Prospettive assistenziali, n. 109, gennaio-marzo 1995

 

 

IL FIGLIO DEL DESIDERIO

 

 

Recentemente è uscito un volume (1) che rac­coglie le riflessioni condotte dalle Autrici, psico­terapeute impegnate professionalmente nel settore delle adozioni.

Consapevoli delle difficoltà unite nel "mestie­re" dì genitore, e in particolare di genitore adot­tivo, M. Farri Monaco e P. Peila Castellani forni­scono indicazioni chiare sui criteri da assumere per individuare genitori capaci di costruire posi­tivi rapporti educativo-affettivi con i figli e nelle relazioni con i figli biologici e adottivi. «Accoglie­re un bambino, qualunque sia la sua provenien­za, implica un impegno di autoriflessione teso a generare amore, infondere speranza, contenere la sofferenza e pensare all'interno di un contesto sociale e relazionale non appropriativo, ma che consideri l'altro come individuo distinto e sepa­rato, avente potenzialità, inclinazioni, esigenze proprie da rispettare».

L'intervento dei servizi è giustamente presen­tato come uno spazio nel quale le motivazioni della scelta adottiva e le prospettive nei con­fronti del bambino che verrà accolto possono essere verificate e approfondite dagli stessi fu­turi genitori adottivi.

La funzione degli operatori come sostegno nel cammino adottivo emerge anche nei casi in cui, nel corso dell'affidamento preadottivo o ad ado­zione avvenuta, si rende necessario un interven­to psicologico per il bambino, la coppia o per entrambi.

Mentre i contenuti del volume sono in linea generale condivisibili (anche se le Autrici hanno preso solo marginalmente in considerazione le adozioni da parte di coniugi con figli biologici), sconcertanti sono le tesi sostenute nella prefa­zione dalla psicoterapeuta Tilde Giani Gallino secondo cui gli adottati adulti dovrebbero, se lo desiderano, essere informati «dei reali dati d'ori­gine» ritenendo che «nell'ottica psicologica il fat­to di non possedere alcuna radice biologica/ter­ritoriale può provocare una situazione grave, ca­pace di impedire il processo di identificazione e individuazione del Sé e dell'intera personalità».

AI riguardo sorge l'interrogativo: «II processo di identificazione si avvia solo dopo che l'adotta­to ha superato il 18° anno di età, visto che la Gallino ritiene che solo al raggiungimento della maggiore età l'adottato abbia il diritto di essere informato in merito ai dati reali di origine»?

Ma il processo di identificazione non si realiz­za a partire dalla più tenera età?
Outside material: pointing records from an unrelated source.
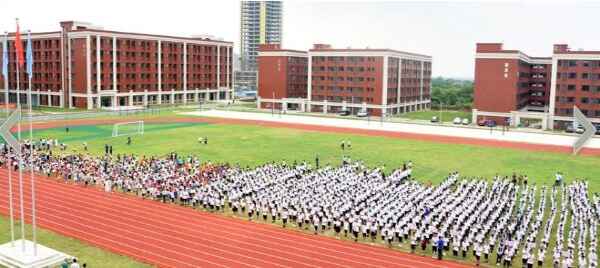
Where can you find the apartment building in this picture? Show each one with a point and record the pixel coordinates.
(511, 86)
(375, 81)
(85, 66)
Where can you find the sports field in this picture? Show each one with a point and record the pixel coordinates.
(255, 145)
(93, 256)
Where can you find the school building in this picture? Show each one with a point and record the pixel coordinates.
(376, 81)
(85, 66)
(511, 87)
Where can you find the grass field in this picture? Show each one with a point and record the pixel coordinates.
(446, 115)
(255, 145)
(93, 256)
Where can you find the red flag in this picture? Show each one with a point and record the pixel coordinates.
(19, 47)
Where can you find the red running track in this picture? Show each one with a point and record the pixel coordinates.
(168, 235)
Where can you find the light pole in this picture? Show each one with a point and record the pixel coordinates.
(441, 110)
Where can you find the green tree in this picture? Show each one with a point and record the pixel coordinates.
(452, 93)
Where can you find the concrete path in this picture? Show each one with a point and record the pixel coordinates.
(443, 130)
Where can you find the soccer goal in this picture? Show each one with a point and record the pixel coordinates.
(128, 128)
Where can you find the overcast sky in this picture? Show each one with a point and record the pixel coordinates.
(447, 31)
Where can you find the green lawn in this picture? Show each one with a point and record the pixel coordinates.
(254, 145)
(446, 115)
(93, 256)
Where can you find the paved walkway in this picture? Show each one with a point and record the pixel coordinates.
(441, 130)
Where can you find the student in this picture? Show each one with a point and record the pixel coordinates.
(478, 250)
(65, 263)
(440, 248)
(74, 264)
(284, 216)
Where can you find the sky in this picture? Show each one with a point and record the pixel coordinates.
(448, 31)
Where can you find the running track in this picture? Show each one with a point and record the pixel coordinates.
(168, 235)
(366, 132)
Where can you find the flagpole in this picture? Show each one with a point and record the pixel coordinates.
(10, 195)
(20, 155)
(30, 72)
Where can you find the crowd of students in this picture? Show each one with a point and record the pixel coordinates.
(462, 217)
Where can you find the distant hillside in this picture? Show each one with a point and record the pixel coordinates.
(452, 93)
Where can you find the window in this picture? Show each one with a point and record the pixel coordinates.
(585, 100)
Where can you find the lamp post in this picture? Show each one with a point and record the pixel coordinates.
(441, 110)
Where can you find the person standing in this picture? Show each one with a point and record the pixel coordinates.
(440, 248)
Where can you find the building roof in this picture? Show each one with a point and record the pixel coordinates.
(374, 50)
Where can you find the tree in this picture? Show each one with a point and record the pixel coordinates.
(452, 93)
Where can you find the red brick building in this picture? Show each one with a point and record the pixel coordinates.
(282, 76)
(511, 84)
(87, 67)
(377, 81)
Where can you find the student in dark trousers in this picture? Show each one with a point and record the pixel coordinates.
(440, 248)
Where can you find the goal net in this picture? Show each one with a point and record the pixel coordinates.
(128, 128)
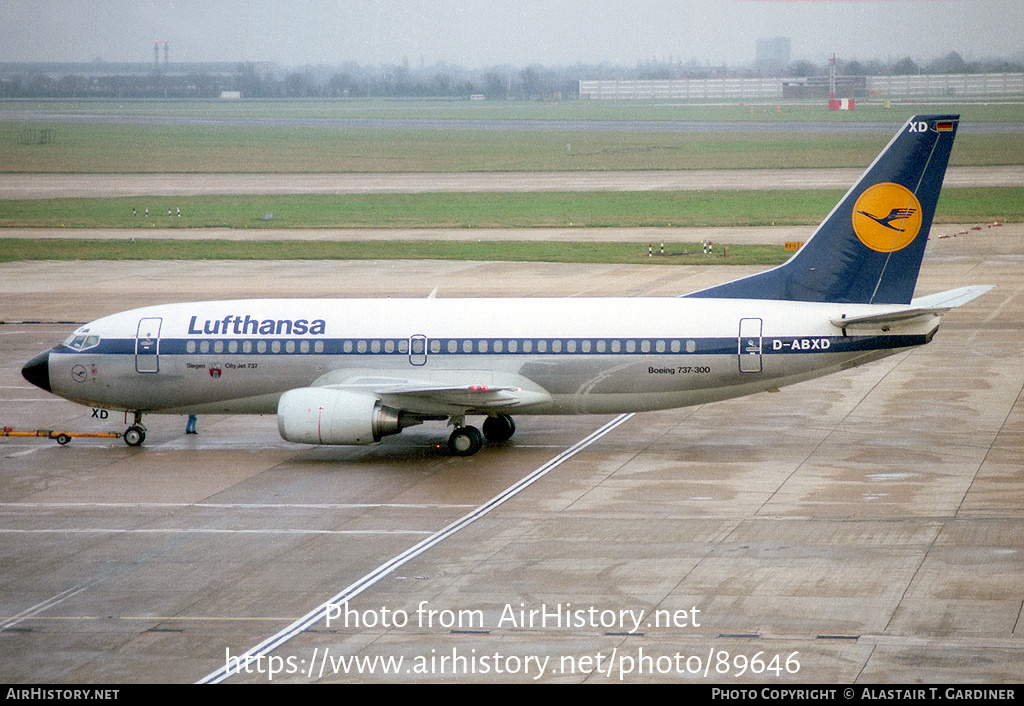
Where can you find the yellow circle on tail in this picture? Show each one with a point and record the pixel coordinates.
(887, 217)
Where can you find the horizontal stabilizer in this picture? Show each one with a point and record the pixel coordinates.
(929, 306)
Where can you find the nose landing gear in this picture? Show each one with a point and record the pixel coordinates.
(135, 434)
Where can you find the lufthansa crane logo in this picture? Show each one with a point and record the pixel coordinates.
(887, 217)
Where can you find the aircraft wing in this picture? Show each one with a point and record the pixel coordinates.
(930, 306)
(443, 392)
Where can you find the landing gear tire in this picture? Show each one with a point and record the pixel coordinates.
(499, 428)
(465, 441)
(134, 435)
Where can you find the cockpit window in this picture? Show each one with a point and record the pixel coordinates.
(82, 341)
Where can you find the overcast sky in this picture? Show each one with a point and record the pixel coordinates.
(482, 33)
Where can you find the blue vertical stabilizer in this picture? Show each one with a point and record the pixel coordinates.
(869, 248)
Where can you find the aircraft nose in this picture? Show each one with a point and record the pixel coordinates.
(37, 371)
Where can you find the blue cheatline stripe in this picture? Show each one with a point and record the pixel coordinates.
(321, 612)
(486, 346)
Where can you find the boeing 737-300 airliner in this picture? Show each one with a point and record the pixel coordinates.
(353, 371)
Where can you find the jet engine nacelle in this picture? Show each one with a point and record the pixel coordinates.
(318, 415)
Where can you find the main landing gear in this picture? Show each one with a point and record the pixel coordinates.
(466, 441)
(135, 434)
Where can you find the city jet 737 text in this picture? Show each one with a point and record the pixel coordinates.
(353, 371)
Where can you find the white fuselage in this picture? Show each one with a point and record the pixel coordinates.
(567, 356)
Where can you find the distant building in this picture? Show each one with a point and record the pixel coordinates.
(772, 55)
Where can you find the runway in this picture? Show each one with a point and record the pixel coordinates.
(864, 528)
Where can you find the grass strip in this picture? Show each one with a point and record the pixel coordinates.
(598, 209)
(12, 249)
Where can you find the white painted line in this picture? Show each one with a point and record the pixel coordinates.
(318, 613)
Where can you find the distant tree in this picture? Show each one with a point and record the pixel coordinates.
(906, 67)
(496, 86)
(950, 64)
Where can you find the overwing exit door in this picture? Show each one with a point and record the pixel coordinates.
(750, 345)
(147, 345)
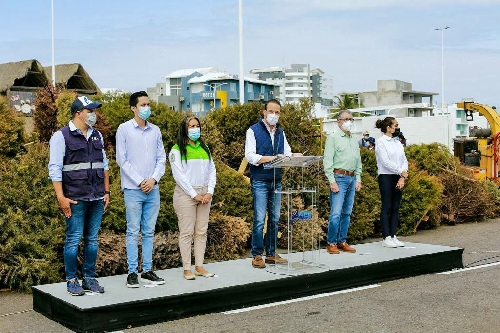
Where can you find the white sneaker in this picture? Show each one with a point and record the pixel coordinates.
(388, 242)
(398, 242)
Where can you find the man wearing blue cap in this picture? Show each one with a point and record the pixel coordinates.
(78, 168)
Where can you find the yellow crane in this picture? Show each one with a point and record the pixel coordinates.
(487, 141)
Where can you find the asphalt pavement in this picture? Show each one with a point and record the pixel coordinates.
(464, 301)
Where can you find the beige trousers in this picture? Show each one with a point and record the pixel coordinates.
(193, 224)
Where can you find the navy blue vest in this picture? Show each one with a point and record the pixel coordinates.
(83, 170)
(265, 148)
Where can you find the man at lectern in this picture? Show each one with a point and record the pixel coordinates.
(266, 141)
(342, 165)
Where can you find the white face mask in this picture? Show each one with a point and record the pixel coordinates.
(91, 119)
(347, 126)
(272, 119)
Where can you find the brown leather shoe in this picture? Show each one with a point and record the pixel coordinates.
(345, 247)
(258, 262)
(275, 259)
(332, 249)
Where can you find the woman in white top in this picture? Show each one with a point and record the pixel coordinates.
(194, 172)
(392, 173)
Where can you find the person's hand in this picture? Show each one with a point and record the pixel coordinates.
(65, 204)
(206, 198)
(400, 184)
(358, 186)
(147, 185)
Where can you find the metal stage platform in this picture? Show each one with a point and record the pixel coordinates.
(236, 285)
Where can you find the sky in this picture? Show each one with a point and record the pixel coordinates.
(132, 45)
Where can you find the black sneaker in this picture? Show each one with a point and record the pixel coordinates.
(74, 288)
(152, 278)
(92, 285)
(132, 281)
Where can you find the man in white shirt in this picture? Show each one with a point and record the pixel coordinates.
(266, 141)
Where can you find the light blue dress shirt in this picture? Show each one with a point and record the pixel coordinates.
(139, 153)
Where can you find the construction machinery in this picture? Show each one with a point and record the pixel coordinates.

La posizione della Gallino è scientificamente sostenibile o non è ancora legata al mito del vincolo del san­gue? Come mai - aggiungiamo - decine di mi­gliaia di adottati in Italia e all'estero hanno una buona strutturazione della loro personalità, no­nostante che non abbiano mai conosciuto le "lo­ro radici"? (2) Ma le radici vere sono quelle dell'ereditarietà biologica o quelle del rapporto affettivo fra adottanti e adottati, rapporto che è anche, reciprocamente, formativo? In materia concordiamo con quanto ha scritto Alfredo Car­lo Moro nell'articolo "II desiderio di conoscere le proprie origini: un nuovo diritto?" (3).

In secondo luogo non pensiamo assoluta­mente, come ritiene la Gallino, che sia un pre­giudizio di «chi concede o decide le adozioni» l'effettuazione di indagini (a nostro avviso do­vrebbero essere ancor più rigorose) per indivi­duare le reali motivazioni degli aspiranti adot­tanti. Infatti sarebbe immorale, disumano e anti­sociale affidare bambini a persone senza effet­tuare alcuna valutazione della loro disponibilità.

Se si rifiutano gli accertamenti sull'idoneità degli aspiranti adottanti, si capovolgono i termini del problema: non è più il bambino che ha diritto a una famiglia (che ovviamente deve essere ido­nea), ma si riconoscerebbe agli adulti, anche in­capaci, la potestà di disporre dei minori.

 

 

 

(1) Marina Farri Monaco - Pierangela Peila Castellani, Il figlio del desiderio - Quale genitore per l'adozione?, Bollati Boringhieri, Torino 1994, pp. 246, L. 28.000.

(2) Di certo è doveroso che i genitori adottivi informino tempestivamente e correttamente il bambino della sua si­tuazione di figlio adottivo.

(3) Cfr. Prospettive assistenziali, n. 103, luglio-settembre 1993.